After decades of slow but steady progress, the pace of advancement in artificial intelligence (AI) technologies continues to astound everyone—from technologists themselves to the organizations, end users, and regulators who use and monitor these technologies. In early 2025, the AI landscape is seemingly undergoing yet another dramatic shock with the launch of China’s RI large language model (LLM) from DeepSeek. The launch is dramatically upsetting perceived principals of what it takes to build the latest and most advanced ‘frontier level’ LLMs—and roiling markets at the time of writing.
For banks and other financial service providers, these moves underline the need to ensure multimodel flexibility in the AI functionality they develop. They also highlight the extreme pace of ongoing AI advancement. Low-cost, open-source models like DeepSeek suggest that what may be seen as the obstacles of today may be solved much faster than initially expected.
Investment in AI infrastructure has continued to increase over the past several years. Hundreds of billions of dollars are expected to go into building out new data centers and even firing up alternative energy sources (including recommissioning Three Mile Island) to power the huge energy needs of the latest AI capabilities. This includes most recently the announced US$500 billion project Stargate investment fund with OpenAI, Oracle, and Softbank that has already proven controversial with questions about overall funding availability, and the fact it is intended to serve only OpenAI’s needs.

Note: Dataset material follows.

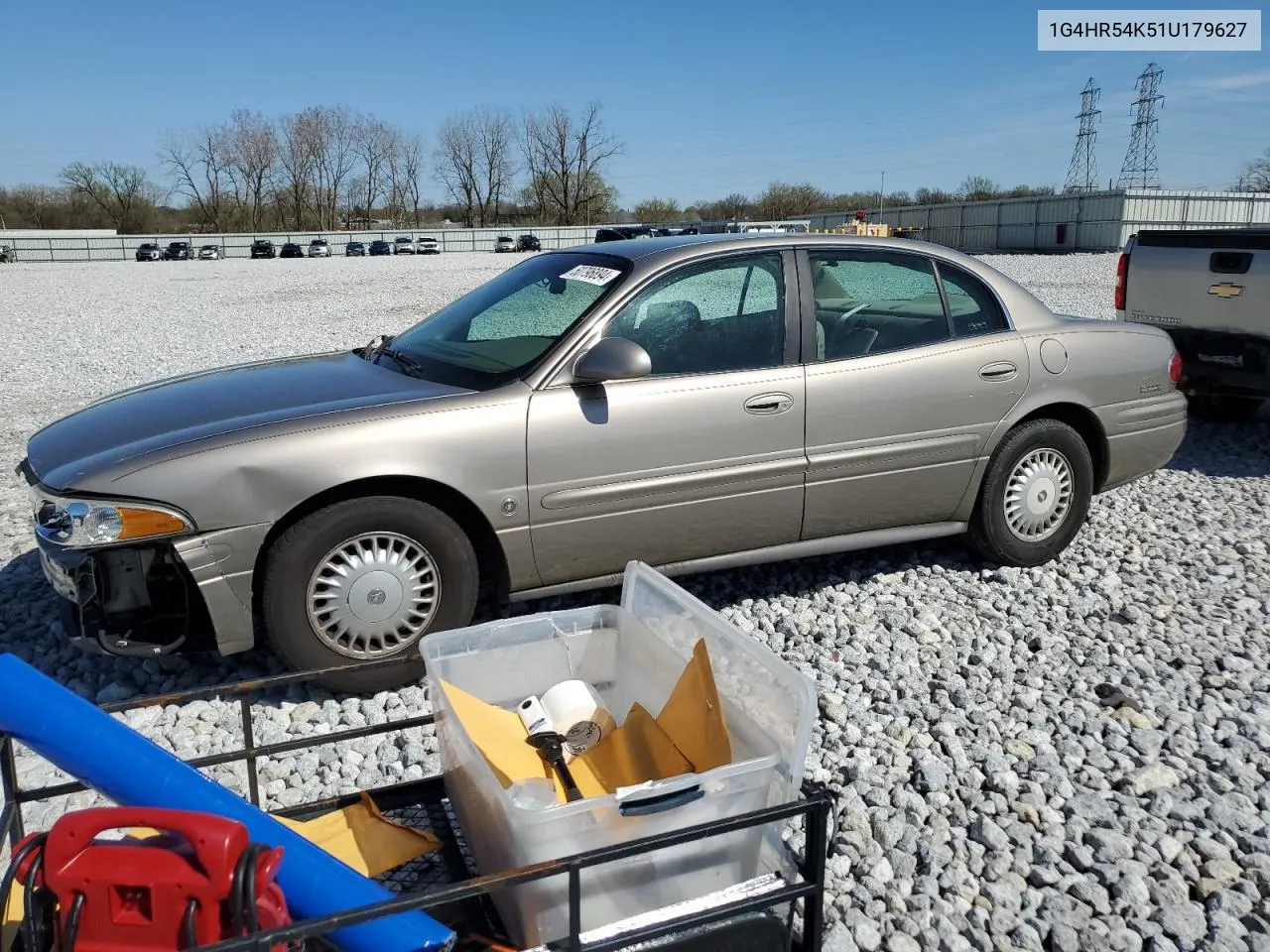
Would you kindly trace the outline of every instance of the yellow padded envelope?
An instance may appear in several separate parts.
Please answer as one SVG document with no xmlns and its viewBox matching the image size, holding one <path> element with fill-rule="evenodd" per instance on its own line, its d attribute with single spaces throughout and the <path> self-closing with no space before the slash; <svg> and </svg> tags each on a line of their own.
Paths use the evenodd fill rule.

The scale of this investment can be difficult to imagine for many. To illustrate, Project Stargate alone holds a proposed investment amount higher than the estimated US$328 billion (in 2023 dollars) spent on the U.S. space race between the launch of Sputnik and the final Apollo mission. Project Stargate, however, is only one of many investment roadmaps from the so-called “Magnificent Seven” of AI technologies, which includes Meta, Microsoft, Oracle, Amazon, Alphabet, Tesla, and Nvidia. Many investors are now questioning the sustainability of the hundreds of billions being poured into annual CapEx on AI infrastructure.
The sheer growth and importance of AI technologies have also become a geopolitical issue, with multiple maneuverings to restrict China and other perceived adversaries’ access to the latest hardware and software technologies and help to ensure U.S. dominance of the burgeoning AI space. At this point, the geopolitics of AI are only likely to become hotter.
Seemingly out of nowhere, Chinese developer DeepSeek launched its latest publicly available LLM, DeepSeek V3, followed by its RI model. Crucially, DeepSeek’s open-source model was trained in only two months and developed for a staggeringly low cost of US$6 million (less than the salaries of some prominent AI executives). Moreover, it uses fewer graphics processing units for training.
DeepSeek RI, according to numerous tests, beats OpenAI, Google, and other leading models in terms of capabilities, a staggering achievement given its low cost and rapid training time. Perhaps most alarmingly for existing LLM providers, DeepSeek can sell tokens for use at a price point 30 times lower than OpenAI, significantly undercutting the perceived economics of these leading AI LLM vendors. DeepSeek also claims to be able to offer a desktop-capable version of its model that can operate locally with no need for the cloud at a scale of only 10 gigabytes.
DeepSeek has emerged from seemingly nowhere to upend the AI market and, in its announcements, declares that AI was merely a side project. (It is primarily a quantum-focused organization.) Alongside this being a Chinese organization, it presumably lacked access to the latest in chip technology. Its success has been built largely through top-notch and innovative design with serious implications for the scalability of AI and benefits for the vast energy consumption of genAI technologies.
The reality of DeepSeek’s Chinese origin suggests there is limited likelihood of any banks or financial institutions deploying DeepSeek R1 anytime soon. It does, however, underline the potential for significant innovation in the AI space from unexpected sources and the ongoing potential for further development of open-source LLM models. AI that is smaller and cheaper to develop, with less intensive energy consumption, will accelerate the already booming AI market. With deregulation now occurring with the change in U.S. administration the potential for significant shifts in the AI landscape must be top of mind for all banks and FIs.
The shock of DeepSeek has real potential to upend the AI space and highlights the need for banks to develop capabilities that can be flexible to their underlying LLM models. Tools such as Amazon Bedrock that are model agnostic can help FIs, vendors and developers reduce the risk of backing the wrong model or missing out on the latest technology development. Tying into one specific LLM vendor increasingly looks like an untenable approach as banks and FIs will need to balance the need to use the latest, most effective technology, especially if it’s cheaper and more efficient, against the real need to be wary of LLM developers themselves becoming unstable or losing funding.
Banks mustn’t lose sight of the potential for genAI even if the investment bubble in AI now deflates due to these DeepSeek-driven economic shocks. Significantly lower costs and efficiencies in building and developing these AI tools will, in all likelihood, only grow usage and the potential for further innovation. AI technology cannot be uninvented, and cheaper, more efficient LLMs dramatically increase the potential for rapid innovation, if not revolution.